Histologically, the growth is made up of massive proliferation of pilar sheath epithelium showing multiple central areas of trichilemmal keratinization and formation of homogeneous keratin cysts8). The tumor masses are surrounded by a layer of basaloid cells in which the tumor cell nuclei palisade and the cell membranes rest over an outer layer of PAS-reactive basement membrane9). Trichilemmal keratinization, as demonstrated by keratin foci without keratohyaline granules, usually is observed at the center of the cyst, and pale-staining, glycogen-rich clear cells also are a frequent finding. This is a peculiar form of cell maturation normally observed in the stratified epithelium of the outer root sheath of hair follicle5,6,10–12). Occasional cells with hyperchromatic nuclei, mitotic figures and scattered dyskeratotic cells may be present, but these are not indicative of malignant transformation11). Saida and colleagues3) classified the oncological development of the trichilemmal type of tumor into three stages: 1)trichilemmal cyst, adenomatous stage: 2)proliferating trichilemmal cyst, epitheliomatous stage; and 3)malignant proliferating trichilemmal cyst, carcinomatous stage. Mehregan and Lee9) suggested that the malignant transformation of a proliferating trichilemmal tumor should be considered in cases of longstanding cystic and nodular lesions that demonstrate rapid growth or exophytic enlargement.

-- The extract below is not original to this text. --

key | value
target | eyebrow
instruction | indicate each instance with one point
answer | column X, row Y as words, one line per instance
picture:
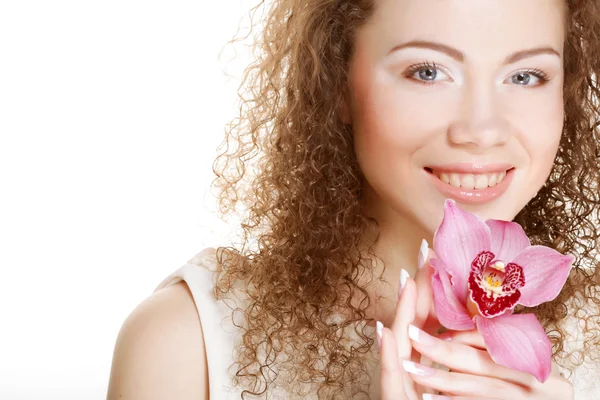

A truly malignant proliferating trichilemmal tumor is a rare incidence3). Amaral et al2) have reviewed seven cases of malignant proliferating trichilemmal tumors reported in the literature and added a case of their own with a lesion originating in the inguinal area and ending with pulmonary and liver metastasis.
In Korea, two cases13,14) have been reported. Both cases received surgical excision and one case14) received palliative radiotherapy. In our case, the tumor grew rapidly and metastasized to multiple distant sites following wide excision. The efficacy of chemotherapy in metastatic disease cannot be evaluated because of the small number of published cases. Weiss et al15) reported that one case responded to chemotherapy with cisplatin and fluorouracil. Our patient was treated with cisplatin and etoposide combination chemotherapy, and achieved a partial response. Malignant proliferating trichilemmal tumor is a rare disease and its pathogenesis has not been completely elucidated. We experienced a case of malignant proliferating trichilemmal tumor that showed a partial response to chemotherapy, suggesting that some of these tumors may respond to aggressive treatment with chemotherapy.